Returning back to Pembroke in 2002, Zadorozny built his first commercial recording studio and began working with Sam Roberts, contributing drums and producing Roberts’ breakthrough debut EP The Inhuman Condition. Zadorozny also worked on albums by Melisa Auf der Maur, Chris Cornell, Lindsey Buckingham and others.

During the Winter of 2003, Zadorozny wrote and recorded Blinker The Star’s fourth album Still In Rome as a duo with Kelli Scott. Following a brief tour to support the album, the Pembroke, Ontario-born multi-instrumentalist and singer/songwriter quickly settled into the production side of the things working with an electric array of artists, including collaborative projects like Digital Noise Academy, SheLoom,  The Angry Moon, and others.

2012’s fourth album, We Draw Lines was the first Blinker The Star album that Zadorozny wrote and recorded as a solo recording project since he started the project over a decade earlier.  Interestingly, We Draw Lines began a rather prolific period that included 2013’s Songs from Laniakea Beach, a one-off single “Future Fires,” 2015’s 11235 EP, 2017’s 8 of Hearts and last year’s Careful With Your Magic.

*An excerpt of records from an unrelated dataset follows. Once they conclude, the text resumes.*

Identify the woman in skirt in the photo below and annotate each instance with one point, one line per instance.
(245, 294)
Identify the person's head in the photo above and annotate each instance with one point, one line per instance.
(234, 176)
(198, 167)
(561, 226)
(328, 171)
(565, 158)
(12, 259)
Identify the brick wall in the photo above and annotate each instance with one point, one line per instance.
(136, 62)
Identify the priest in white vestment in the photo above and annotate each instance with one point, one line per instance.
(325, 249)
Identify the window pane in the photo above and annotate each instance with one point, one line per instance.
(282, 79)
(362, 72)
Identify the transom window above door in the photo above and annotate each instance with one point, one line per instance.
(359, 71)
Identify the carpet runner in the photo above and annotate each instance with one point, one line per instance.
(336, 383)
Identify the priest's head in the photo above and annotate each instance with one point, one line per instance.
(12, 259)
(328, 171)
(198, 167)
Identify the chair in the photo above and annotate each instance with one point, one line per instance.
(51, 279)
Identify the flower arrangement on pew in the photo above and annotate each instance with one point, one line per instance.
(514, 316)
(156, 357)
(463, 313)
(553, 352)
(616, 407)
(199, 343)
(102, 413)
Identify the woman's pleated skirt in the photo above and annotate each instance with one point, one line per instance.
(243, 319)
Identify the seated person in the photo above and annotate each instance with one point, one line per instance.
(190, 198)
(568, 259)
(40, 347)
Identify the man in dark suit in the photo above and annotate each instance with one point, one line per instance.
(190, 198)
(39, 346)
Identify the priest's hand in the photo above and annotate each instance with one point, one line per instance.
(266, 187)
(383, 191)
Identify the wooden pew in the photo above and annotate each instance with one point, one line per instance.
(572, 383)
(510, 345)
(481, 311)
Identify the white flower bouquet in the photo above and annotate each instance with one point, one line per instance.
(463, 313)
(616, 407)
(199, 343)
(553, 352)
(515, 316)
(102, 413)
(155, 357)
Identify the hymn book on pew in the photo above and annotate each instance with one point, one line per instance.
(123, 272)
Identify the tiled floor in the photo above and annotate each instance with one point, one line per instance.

After completing a short run of shows last fall, Zodorozny began working working on new material at his Skylark Park Studio. The solitude of his environment helped inform his forthcoming Blinker The Star album Juvenile Universe, which is slated for release this summer. So far, I’ve written about two of the album’s singles — the Station to Station-era David Bowie-like “Way Off Wave,” and the jangling, 70s rock-like “Only To Run Wild.” The album’s third and latest single, “Silent Type” is a decidedly 80s New Wave-inspired track, featuring shimmering synth arpeggios, glistening and angular guitars, a propulsive bass line and an enormous hook that reminds me a little bit of  Yes‘ “Owner of Lonely Heart.” But under the slick radio friendly production, the track continues a run of ambitious and deliberately crafted material.